First, and foremost, we are less than a month away from San Diego Comic-Con 2017, and I couldn’t have been more thrilled to see AMC confirm on Twitter yesterday that, indeed, both The Walking Dead and Fear The Walking Dead will be returning this year for the event. Yay. Of course, The Walking Dead has been the highlight of SDCC for the past several years, and so, the announcement isn’t really a surprise. However, it still feels great to see it in black and white so that we can officially start counting down to the biggest Walking Dead fandom event of the year.

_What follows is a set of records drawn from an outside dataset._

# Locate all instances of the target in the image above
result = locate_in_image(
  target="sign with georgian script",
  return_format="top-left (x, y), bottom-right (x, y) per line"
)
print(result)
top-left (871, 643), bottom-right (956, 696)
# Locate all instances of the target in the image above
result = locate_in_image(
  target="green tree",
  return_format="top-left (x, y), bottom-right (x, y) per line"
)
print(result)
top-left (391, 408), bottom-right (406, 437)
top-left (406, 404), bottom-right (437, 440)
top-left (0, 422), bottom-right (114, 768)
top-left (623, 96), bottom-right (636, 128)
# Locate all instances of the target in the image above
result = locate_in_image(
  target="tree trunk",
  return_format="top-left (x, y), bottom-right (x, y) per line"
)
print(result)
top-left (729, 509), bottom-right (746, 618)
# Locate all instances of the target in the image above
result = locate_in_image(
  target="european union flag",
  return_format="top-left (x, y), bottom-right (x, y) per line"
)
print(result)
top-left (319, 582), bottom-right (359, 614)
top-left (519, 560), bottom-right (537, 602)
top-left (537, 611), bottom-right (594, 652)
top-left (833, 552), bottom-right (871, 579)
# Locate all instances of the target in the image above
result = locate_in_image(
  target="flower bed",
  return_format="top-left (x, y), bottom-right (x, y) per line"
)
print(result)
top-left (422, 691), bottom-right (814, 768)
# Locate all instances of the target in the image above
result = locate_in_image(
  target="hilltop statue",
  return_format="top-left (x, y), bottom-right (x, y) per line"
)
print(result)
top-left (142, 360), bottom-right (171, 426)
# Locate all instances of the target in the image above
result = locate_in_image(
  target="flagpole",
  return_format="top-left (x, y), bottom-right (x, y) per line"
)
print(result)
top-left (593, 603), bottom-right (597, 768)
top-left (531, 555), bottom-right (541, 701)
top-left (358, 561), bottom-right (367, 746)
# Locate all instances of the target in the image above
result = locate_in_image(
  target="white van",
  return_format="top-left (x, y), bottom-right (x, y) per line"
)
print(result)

However, I’m going to be honest with you. While I think most of us were focused on The Walking Dead last year at SDCC because of the highly-anticipated Season 7 Lucille premiere episode, I’m actually more excited this year for FTWD. With just 4 episodes into season 3, Fear The Walking Dead has really raised the bar, and some critics have said it has now become better than the mothership. I’m not sure if I entirely agree with that assessment, but I will say that the writing thus far this season has really revived my interest in the series, and I absolutely cannot wait to see what next they have in store for us.
And, perhaps one of the best parts of the season has been the return of Daniel Salazar (Ruben Blades). Last week’s bottle episode was perhaps one of the best of the series, and while Daniel does share airtime this week with the other characters, he most certainly steals the show once again. As would be expected, Daniel’s top priority going into Sunday’s episode is to continue his mission of searching for his daughter. So, taking Strand’s (Colman Domingo) word at face value that Ofelia (Mercedes Mason) is, indeed, at the hotel, the 2 men embark on a road trip which we all know will end badly. Of course, if Strand had any brain at all, he would have come clean, told the truth about Ofelia, and, then face the consequences of his actions. But, oh no, he continues tap-dancing around the truth, telling lie after lie, and stalling until he can stall no more.
They finally arrive at the hotel, and things get ugly really fast. The hotel is dark, the gate is down, and when they go inside, nothing but walkers. Of course, by now Daniel is certain Strand is lying, and so, Strand has no choice but to tell the truth. Ofelia left Alicia high and dry, stole their truck, and took off by herself. And, what does Daniel do? Well, he doesn’t beat Strand senseless or kill him like I thought he would, and in my opinion, does something even better. Daniel rings the bell at the front desk, prompting all of the walkers lurking in the back to come out, and then, takes off in Strand’s car, leaving him to fight them all without even as much as a single weapon. I do like Strand, but man, oh man, he so deserved every bit of that. After all, Ofelia is Daniel’s daughter, and you don’t lie and play games when someone’s child is on the line.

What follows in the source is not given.